Planned Preventative Maintenance

Planned preventative maintenance (PPM) is a proactive approach to maintaining assets, equipment and building systems via scheduled, routine tasks, designed to prevent issues before they occur. Rather than waiting for faults (reactive maintenance), PPM uses maintenance schedules, based on manufacturer guidance, compliance requirements, asset age, condition and performance data (often from asset surveys) to keep assets operating safely, legally, reliably and efficiently.

The goal of PPM is to minimise unplanned downtime, reduce reactive remedial costs and extend the overall asset lifespan, playing a vital role in risk management by ensuring that systems critical to life safety, such as fire protection, HVAC, lifts and water hygiene, remain compliant, functional and safe at all times.

Effective PPM is powered by good quality data, and digital tools are essential to this. Organisations need to manage maintenance calendars, track work history, capture asset performance and optimise service intervals over time. This creates a more predictable, controlled and cost-effective maintenance regime compared to purely reactive approaches.

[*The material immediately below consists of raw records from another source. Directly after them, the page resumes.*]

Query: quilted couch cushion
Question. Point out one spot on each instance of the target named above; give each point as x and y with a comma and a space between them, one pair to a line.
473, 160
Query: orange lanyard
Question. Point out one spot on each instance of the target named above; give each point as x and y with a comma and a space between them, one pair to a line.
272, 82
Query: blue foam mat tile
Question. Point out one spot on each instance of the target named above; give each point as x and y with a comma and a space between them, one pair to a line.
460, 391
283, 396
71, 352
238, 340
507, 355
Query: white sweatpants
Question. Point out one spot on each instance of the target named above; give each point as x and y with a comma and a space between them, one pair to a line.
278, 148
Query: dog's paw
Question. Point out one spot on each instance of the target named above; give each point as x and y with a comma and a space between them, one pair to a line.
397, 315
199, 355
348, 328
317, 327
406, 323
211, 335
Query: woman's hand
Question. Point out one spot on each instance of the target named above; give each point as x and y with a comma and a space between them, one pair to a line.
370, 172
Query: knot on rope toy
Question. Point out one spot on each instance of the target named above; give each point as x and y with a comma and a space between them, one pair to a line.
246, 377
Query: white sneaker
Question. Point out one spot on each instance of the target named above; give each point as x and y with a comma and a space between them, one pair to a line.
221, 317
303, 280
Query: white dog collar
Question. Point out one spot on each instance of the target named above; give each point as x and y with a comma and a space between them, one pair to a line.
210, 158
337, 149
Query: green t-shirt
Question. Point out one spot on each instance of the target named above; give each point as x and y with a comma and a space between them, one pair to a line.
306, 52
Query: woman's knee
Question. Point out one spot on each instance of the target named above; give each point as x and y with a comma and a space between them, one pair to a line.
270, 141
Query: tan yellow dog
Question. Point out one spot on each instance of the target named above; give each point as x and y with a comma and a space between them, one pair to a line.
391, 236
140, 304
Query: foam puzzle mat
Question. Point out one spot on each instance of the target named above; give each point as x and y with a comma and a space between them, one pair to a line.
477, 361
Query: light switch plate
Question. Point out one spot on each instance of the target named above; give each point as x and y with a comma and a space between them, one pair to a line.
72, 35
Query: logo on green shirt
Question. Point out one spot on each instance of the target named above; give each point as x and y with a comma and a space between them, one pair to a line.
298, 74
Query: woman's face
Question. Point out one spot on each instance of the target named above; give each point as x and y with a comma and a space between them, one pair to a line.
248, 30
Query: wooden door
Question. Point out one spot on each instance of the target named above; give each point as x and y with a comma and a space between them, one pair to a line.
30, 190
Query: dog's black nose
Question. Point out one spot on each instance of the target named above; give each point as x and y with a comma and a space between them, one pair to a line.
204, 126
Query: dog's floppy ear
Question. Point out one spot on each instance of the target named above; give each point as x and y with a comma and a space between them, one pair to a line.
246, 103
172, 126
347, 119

Asset surveys also play a central, foundational role here, providing the baseline data that PPM regimes rely on to function properly. Without accurate, up-to-date information about what assets exist, where they are, and what condition they're in, it's impossible to build a reliable maintenance plan. Asset surveying therefore acts as the necessary, but often overlooked starting point for designing and optimising PPM programmes.